In Braindump, we apply only the first two.

Testing

Just as with any other software, LLM-based tools should also have automated tests. In addition to the general software engineering aspects regarding testing, we can add the following specific considerations:

  • The underlying model is expected to evolve over time. Though this typically means that the model gets better, it might also mean that prompts that worked well before stop working as well. Hence, it’s important to include tests to also guard against this expected behavioral change. In fact, as I write these lines, I’m wondering and fearing what the rumored upcoming GPT-4 model will do to my tutorial!
  • Different model outputs might be equally suitable as ground truth. In Braindump, for instance, it matters little if the model writes “buy” instead of “purchase” regarding a shopping list item. Hence, special matching operators can be used when writing tests, to make tests more resilient to such innocuous perturbations.

Testing technology for NLP systems is an area of growing interest and importance (for example, see Beyond Accuracy: Behavioral Testing of NLP Models with CheckList). Here in Braindump we keep it very simple, but it surely could be made more sophisticated. Perhaps you can develop your own ideas in this regard! You can examine the example tests in the /tests/ folder and use those as the starting point for more complex techniques.

The user interface

As mentioned earlier, we’ll employ Streamlit to build the UI. While Streamlit is neither very flexible nor the most exquisite, it is very easy and quick to use. In a POC, the objective is to get something usable as quickly as possible, and that’s what Streamlit and similar frameworks (such as Gradio) are designed for.

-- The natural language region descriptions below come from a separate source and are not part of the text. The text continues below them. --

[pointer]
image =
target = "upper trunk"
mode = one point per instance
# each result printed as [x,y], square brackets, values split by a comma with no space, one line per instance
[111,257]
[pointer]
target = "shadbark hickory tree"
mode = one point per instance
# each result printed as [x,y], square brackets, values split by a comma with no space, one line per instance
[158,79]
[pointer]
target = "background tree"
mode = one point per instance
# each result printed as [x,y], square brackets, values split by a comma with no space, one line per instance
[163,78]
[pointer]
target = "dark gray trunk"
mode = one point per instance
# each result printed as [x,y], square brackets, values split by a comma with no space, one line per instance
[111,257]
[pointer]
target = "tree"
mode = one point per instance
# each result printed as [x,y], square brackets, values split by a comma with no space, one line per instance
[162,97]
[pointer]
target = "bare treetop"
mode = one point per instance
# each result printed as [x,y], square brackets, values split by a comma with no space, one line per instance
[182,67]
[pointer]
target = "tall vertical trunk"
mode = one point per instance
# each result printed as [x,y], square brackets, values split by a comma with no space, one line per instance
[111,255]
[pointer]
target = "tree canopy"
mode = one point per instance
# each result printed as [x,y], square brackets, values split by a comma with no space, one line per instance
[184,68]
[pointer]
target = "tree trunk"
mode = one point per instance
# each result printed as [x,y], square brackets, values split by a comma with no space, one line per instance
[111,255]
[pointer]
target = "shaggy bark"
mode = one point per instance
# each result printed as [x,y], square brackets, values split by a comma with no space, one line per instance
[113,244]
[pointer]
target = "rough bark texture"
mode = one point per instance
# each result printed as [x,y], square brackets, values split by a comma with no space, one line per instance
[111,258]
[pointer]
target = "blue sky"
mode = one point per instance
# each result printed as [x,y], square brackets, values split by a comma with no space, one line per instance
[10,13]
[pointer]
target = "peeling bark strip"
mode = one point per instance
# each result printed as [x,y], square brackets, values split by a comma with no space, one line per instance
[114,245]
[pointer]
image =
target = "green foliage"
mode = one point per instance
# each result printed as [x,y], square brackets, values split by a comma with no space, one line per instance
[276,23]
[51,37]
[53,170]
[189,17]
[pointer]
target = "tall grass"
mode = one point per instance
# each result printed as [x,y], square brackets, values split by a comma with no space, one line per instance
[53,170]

A Streamlit app is just a simple Python file that renders elements mostly in the order in which they appear in the program. Therefore, it is very easy to understand and get started. I will not cover the details here, but you can review the /src/app.py file. Instead, let us look at a simple snippet of app.py:

# A snipped from app.py, "(...)" comments denote omitted segments. 

import streamlit as st
# (...)
def app():
# (...)
# Setup the engine
@st.cache(allow_output_mutation=True)
def create_engine():
return BraindumpEngine(default_categories=default_categories)
engine = create_engine()

st.title("Braindump")
st.write("A simple app to dump your facts, reminders,
purchases needs, prices, notes, etc., into a database
and query them later.")

# (...)

df_results = engine.query(query,
categories=categories_filter,
entry_types=entry_types_filter,
people=people_filter)
# (...)

if __name__ == '__main__':
app()

In this script, we see that:

  • All the application UI is built inside the app() function, which is called as the entry point for the file. Every interaction of the user causes this function to be called again, re-rendering the UI with the latest changes. Though not very flexible, this is simple, quick, and easy to understand.
  • The engine is instantiated and preserved in a cache, so that it does not get recreated at each page rendering.
  • To write UI elements, like title and text, we have special methods from Streamlit, such as st.title() and st.write(). There’s good online documentation regarding these.
  • The engine methods are called to support user tasks, such as engine.query().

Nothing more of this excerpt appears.